You should also have a secret configured that is the CodeSee token. This can safely be removed as well.

dd-bridge Users

If you installed the CodeSee dd-bridge application, you will need to remove it.

The first step to do this is to modify you Datadog Agent configuration. You should have something like this:

// Ensure tracing and metrics are enabled  
DD_APM_ENABLED: true             // turns on tracing and metrics  
DD_APM_NON_LOCAL_TRAFFIC: true   // necessary in most environments

// send trace and metric data to CodeSee dd-bridge+  
DD_APM_DD_URL: <location of dd-bridge>

// For example, if running dd-bridge locally  
DD_APM_DD_URL: http\://localhost:8080

Replace the DD_APM_DD_URL with your Datadog endpoint.

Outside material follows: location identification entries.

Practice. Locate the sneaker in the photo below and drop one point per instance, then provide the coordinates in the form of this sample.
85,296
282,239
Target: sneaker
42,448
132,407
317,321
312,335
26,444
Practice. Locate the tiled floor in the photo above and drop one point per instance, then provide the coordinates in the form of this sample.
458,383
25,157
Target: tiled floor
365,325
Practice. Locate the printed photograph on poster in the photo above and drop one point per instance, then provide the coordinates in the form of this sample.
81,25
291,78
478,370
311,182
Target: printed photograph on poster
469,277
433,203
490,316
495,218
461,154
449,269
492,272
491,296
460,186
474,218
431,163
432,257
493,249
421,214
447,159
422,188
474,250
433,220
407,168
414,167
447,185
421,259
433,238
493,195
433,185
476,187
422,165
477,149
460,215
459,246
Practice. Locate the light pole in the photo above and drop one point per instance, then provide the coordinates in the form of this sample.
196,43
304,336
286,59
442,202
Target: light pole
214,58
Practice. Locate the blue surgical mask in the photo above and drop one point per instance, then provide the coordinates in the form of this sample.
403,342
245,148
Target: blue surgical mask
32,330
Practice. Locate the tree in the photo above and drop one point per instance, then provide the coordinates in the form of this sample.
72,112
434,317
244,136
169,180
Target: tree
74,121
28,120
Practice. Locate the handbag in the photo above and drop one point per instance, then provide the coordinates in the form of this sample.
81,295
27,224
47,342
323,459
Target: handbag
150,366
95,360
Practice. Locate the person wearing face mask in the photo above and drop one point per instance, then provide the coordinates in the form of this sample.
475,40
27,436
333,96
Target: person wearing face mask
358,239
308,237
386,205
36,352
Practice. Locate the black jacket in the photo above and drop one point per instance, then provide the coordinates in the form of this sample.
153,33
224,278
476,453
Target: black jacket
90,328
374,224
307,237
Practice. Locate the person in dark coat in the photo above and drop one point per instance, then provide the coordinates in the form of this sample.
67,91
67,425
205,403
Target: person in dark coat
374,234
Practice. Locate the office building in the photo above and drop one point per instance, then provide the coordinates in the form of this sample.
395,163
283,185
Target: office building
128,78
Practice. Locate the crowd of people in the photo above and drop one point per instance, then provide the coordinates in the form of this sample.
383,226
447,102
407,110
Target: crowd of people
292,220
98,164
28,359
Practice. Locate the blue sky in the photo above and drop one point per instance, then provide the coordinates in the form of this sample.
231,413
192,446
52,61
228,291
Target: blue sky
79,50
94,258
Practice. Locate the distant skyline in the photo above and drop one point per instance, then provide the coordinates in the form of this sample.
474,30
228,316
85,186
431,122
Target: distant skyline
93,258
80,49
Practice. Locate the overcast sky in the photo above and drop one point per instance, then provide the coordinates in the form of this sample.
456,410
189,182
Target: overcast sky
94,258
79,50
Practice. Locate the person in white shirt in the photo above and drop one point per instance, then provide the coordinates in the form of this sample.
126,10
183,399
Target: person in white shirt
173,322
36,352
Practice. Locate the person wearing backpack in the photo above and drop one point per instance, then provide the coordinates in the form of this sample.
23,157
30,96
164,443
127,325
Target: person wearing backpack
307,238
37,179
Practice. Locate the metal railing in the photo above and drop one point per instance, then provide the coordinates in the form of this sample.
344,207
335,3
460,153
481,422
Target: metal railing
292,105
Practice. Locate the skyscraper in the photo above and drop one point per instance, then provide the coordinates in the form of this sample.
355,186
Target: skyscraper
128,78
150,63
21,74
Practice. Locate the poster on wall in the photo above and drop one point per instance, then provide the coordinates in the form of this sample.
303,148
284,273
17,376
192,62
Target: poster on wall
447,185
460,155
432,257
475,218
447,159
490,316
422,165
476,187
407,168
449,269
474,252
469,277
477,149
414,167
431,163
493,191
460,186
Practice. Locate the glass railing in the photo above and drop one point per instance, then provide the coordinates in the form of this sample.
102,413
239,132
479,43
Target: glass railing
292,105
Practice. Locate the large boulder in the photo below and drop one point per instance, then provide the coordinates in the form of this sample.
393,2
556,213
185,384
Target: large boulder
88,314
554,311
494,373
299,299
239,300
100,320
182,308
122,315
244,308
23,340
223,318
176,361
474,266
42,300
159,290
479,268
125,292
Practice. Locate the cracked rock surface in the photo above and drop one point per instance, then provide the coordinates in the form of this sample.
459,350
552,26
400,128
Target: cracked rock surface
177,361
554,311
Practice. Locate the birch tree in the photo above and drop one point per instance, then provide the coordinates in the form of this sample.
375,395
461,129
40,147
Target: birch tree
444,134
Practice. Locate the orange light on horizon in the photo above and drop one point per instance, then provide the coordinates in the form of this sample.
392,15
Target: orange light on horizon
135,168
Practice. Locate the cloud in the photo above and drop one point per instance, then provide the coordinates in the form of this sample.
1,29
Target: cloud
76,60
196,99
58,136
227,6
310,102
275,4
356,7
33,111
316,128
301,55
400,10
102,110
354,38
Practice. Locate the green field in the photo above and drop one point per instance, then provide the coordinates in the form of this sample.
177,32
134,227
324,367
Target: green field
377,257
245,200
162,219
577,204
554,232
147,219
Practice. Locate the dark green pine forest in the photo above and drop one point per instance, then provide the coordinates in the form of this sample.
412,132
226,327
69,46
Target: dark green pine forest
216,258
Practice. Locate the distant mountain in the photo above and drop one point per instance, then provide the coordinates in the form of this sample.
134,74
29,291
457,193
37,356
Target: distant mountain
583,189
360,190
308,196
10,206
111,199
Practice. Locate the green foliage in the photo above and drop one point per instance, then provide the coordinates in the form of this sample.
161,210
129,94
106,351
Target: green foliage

If you can’t find this, it should be in your CodeSee dd-bridge configuration:

// If you have a private datadog endpoint  
CODESEE_BRIDGE_DD_HOST: <https://your-private.datadoghq.com>

// If you are using EU endpoint  
CODESEE_BRIDGE_DD_HOST: <https://trace.agent.datadoghq.eu>

You replace DD_AMP_DD_URL with the value in CODESEE_BRIDGE_DD_HOST.

dd-bridge is deployed via a docker image. You should have this line in your deployment scripts:

docker pull codeseeio/dd-bridge:latest

It should be removed.

OpenTelemetry Users

Exporters:

If you configured an exporter for CodeSee, you should remove it. The typical exporter looks like this:

exporters:  
  otlp/codesee:  
    endpoint: "in-otel.codesee.io:443"  
    headers:  
      "Authorization": "Bearer <CodeSee Ingestion Token>"

If you are using the AWS Managed Lambda OTel Layer, this will be in the lambda root in collectors.yaml.

Single Exporter:

If you configured your backend to only send data to codesee, not using the exporter pipeline, that should be removed.

That will be defined like this:

otel.exporter.otlp.endpoint=<https://in-otel.codesee.io:443>  
otel.exporter.otlp.protocol=grpc  
otel.exporter.otlp.headers='Authorization=Bearer <CodeSee Ingestion Token>'  
otel.metrics.exporter=none

Exporter in Code:

If you defined an exporter in code, you will need to remove these as well. This is language specific, but in Node, it would be code similar to this:

const sdk = new NodeSDK({  
  traceExporter: new OTLPTraceExporter({  
    url: "<https://in-otel.codesee.io:443/v1/traces">, // CodeSee endpoint  
    credentials: grpc.credentials.createSsl(),  
    metadata,  
  }),  
  resource: Resource.default().merge(  
    new Resource({  
      [SemanticResourceAttributes.SERVICE_NAME]\: process.env.SERVICE_NAME,  // !! NAME YOUR SERVICE !!  
      [SemanticResourceAttributes.DEPLOYMENT_ENVIRONMENT]\: process.env.DEPLOYMENT_ENVIRONMENT, // !! SET YOUR ENVIRONMENT  
      [SemanticResourceAttributes.SERVICE_VERSION]\: process.env.SERVICE_VERSION, // (optional) set version  
    })  
  ),  
  instrumentations: [getNodeAutoInstrumentations()],  
});

If you defined a secret for the CodeSee ingestion token, it can also safely be removed.